La storia dell’Hotel d’Inghilterra attraversa due secoli di ospitalità romana. Nato come residenza della famiglia Torlonia, nel diciannovesimo secolo divenne meta dei viaggiatori del Grand Tour e rifugio di scrittori e artisti internazionali. Tra le sue stanze sono passati Oscar Wilde, Mark Twain ed Ernest Hemingway, lasciando dietro di sé un’aura letteraria che ancora oggi si percepisce.

La riapertura del settembre 2024 ha restituito alla città un albergo rinnovato nei servizi ma fedele alla sua identità. Gli interni sono stati affidati al progetto La Grande Bellezza – The Dream Factory di Starhotels, che ha scelto di lavorare con maestri artigiani italiani. I tessuti di Rubelli rivestono arredi e sedute con motivi ispirati alla convivialità. Le carte da parati di Dedar introducono cromie contemporanee. Le lampade di Lumis portano una luce su misura nei diversi ambienti. Il laboratorio romano Fersini Restauro ha riportato in vita mobili e complementi originali. È un mosaico di saperi manuali che rende l’hotel parte del tessuto culturale della città.

Hotel d’Inghilterra, Roma

Questa attenzione agli artigiani prosegue anche fuori dall’albergo: tra le esperienze proposte agli ospiti ci sono visite in botteghe storiche romane, dalla Sartoria Ripense al laboratorio di micromosaico de Le Sibille, fino all’Antica Manifattura Cappelli, riconosciuta come bottega storica, dove ogni copricapo è il risultato di un gesto tramandato da generazioni.

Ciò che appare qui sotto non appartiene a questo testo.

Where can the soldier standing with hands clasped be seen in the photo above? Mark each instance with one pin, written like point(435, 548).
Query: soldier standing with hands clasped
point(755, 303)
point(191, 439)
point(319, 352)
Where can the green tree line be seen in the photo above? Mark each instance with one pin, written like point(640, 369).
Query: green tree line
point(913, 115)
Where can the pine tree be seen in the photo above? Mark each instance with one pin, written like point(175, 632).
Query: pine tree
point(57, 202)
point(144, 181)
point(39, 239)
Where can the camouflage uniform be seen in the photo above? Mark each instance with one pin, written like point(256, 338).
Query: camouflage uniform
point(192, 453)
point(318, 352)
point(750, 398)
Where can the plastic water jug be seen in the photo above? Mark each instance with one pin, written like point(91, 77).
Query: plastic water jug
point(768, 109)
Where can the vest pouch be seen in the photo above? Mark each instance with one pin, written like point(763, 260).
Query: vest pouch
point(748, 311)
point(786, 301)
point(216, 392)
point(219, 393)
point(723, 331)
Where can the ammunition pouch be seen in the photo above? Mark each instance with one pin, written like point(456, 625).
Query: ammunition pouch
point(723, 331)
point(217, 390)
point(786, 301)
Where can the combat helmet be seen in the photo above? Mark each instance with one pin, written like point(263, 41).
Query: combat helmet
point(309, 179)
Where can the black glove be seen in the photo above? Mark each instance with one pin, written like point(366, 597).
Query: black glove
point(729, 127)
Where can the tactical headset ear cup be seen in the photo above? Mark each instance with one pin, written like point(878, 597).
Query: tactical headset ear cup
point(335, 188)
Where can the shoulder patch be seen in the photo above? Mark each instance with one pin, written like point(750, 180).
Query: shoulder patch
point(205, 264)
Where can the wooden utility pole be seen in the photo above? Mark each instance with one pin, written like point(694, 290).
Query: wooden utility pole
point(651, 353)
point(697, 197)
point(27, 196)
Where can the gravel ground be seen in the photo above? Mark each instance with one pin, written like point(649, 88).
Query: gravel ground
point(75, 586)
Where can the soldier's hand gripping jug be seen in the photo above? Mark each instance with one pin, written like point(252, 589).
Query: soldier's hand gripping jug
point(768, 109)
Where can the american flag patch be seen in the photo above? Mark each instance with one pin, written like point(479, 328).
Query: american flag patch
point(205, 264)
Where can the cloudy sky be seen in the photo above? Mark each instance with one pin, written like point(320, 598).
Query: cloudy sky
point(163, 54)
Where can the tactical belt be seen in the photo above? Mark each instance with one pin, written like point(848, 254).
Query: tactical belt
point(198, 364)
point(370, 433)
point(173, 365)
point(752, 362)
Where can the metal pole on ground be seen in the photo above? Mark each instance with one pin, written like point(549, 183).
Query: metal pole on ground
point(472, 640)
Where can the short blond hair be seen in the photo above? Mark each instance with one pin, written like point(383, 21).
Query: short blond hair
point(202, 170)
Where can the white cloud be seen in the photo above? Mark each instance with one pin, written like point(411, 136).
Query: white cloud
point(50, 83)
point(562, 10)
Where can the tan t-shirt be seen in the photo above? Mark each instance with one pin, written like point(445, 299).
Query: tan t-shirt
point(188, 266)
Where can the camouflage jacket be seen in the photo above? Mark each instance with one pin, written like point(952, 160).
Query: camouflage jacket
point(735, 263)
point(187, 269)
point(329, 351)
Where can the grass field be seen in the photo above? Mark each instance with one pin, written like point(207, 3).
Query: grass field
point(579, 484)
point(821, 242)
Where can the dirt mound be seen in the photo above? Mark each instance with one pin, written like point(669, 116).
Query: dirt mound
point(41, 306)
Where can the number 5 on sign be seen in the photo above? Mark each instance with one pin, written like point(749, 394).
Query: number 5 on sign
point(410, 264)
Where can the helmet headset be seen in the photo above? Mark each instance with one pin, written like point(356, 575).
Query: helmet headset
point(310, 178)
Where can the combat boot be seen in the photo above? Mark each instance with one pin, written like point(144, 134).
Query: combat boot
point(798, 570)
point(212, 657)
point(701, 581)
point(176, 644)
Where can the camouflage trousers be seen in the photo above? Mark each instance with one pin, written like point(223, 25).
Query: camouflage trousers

Accanto agli interni, è la gastronomia a definire il nuovo corso. Il Café Romano è affidato allo chef Andrea Sangiuliano, che ha costruito un menu basato su stagionalità e mercato locale. I piatti raccontano la cucina romana con immediatezza: fiore di zucca ripieno di crema cacio e pepe, spaghettoni alla Nerano, astice su pappa al pomodoro.

Il Café Romano Lounge Bar mantiene un tono più raccolto, dedicato a chi preferisce la discrezione di un calice o di un cocktail classico.

Sopra, al sesto piano, la novità dell’estate 2025: la Terrazza Romana. Non la consueta terrazza d’hotel, ma uno spazio che richiama la convivialità di una residenza privata, con arredi in teak, tavoli in maiolica e un piccolo giardino mediterraneo di ulivi e limoni. L’head barman Angelo Di Giorgi firma drink che uniscono ricerca e memoria: il “RomAntica Paloma” con agrumi e mezcal, il “Tramonto Romano” con bitter e lamponi freschi. Ogni bicchiere è accompagnato da canapè preparati espressi, pensati per accompagnare il ritmo dell’aperitivo o del dopocena.

Angelo Di Giorgi, Hotel d’Inghilterra, Roma

Settembre, con i suoi tempi più lenti, è il momento migliore per scoprire questo percorso completo: dalla storia del palazzo ai piatti dello chef, dai laboratori artigiani della città fino a un cocktail sui tetti di Roma.